Sunday, April 10, 2005

 

April 10th, 2000

Ken Griffey, Jr. hits 400th Home Run

At the time, this made Griffey the youngest man to ever hit four hundred home runs (thirty years, one hundred forty-one days, younger than Jimmie Foxx by about a hundred days) and having averaged nearly fifty-five home runs over the previous four seasons and been traded--as per his request--to Cincinnati, Griffey seemed ready to continue his illustrious career which would culminate with the night he hit home run number seven fifty six, setting a new home run record.

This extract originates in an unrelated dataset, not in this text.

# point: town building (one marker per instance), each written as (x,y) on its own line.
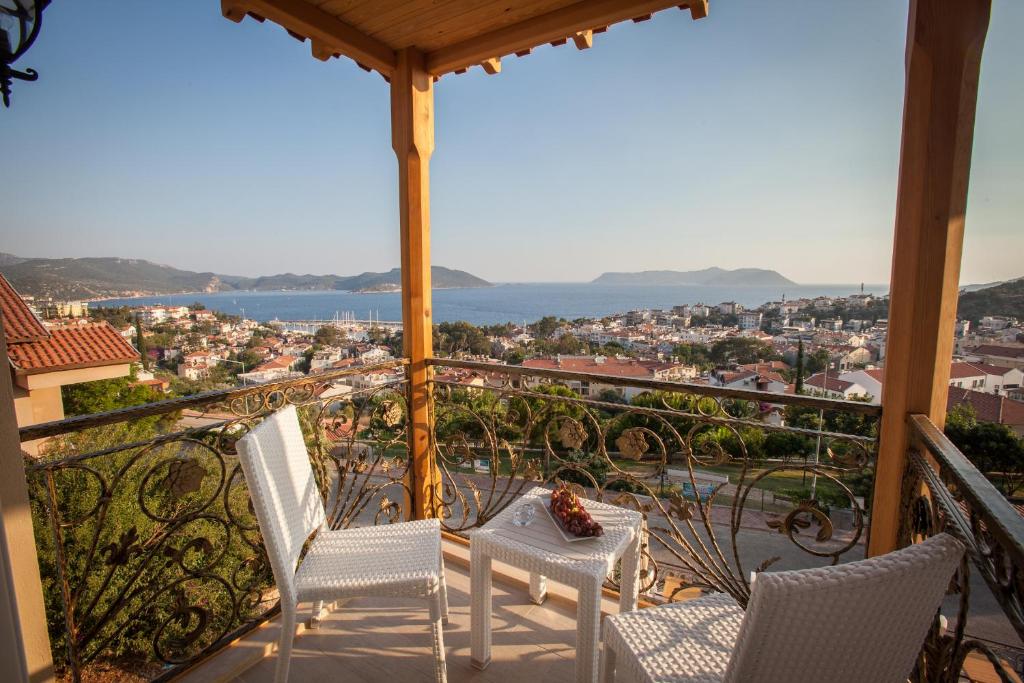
(44,359)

Of course, it never quite worked out that way. Griffey hit well his first season with the Reds (.271/.387/.556, 40 HRs) but during spring training 2001 he suffered a hamstring injury that, ahem, hamstrung him for many seasons. Griffey hit just one hundred one home runs after number four hundred, and while Griffey needed just eleven seasons to reach four hundred home runs (including his one hundred twenty game rookie year, and two strike shortened years) it was not until June 2004, a full four and a half seasons, that Griffey finally connected on home run number five hundred.

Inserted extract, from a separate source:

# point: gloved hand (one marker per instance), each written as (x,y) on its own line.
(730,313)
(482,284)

During the 1999 World Series, the "Major League Baseball All-Century Team" was announced. The only active players on the team were Roger Clemens, Mark McGwire, Cal Ripken and Ken Griffey. While Clemens, McGwire and Ripken were all at least thirty-five, Griffey was just twenty-nine and it was suggested that he might be the only player to be on the All-Century for both 1900-1999 and 2000-2099. Griffey had the talent to accomplish that, and the time frame was right; it seemed a sure thing. Other factors have interfered however, reminding us that there simply is no such thing as a sure thing.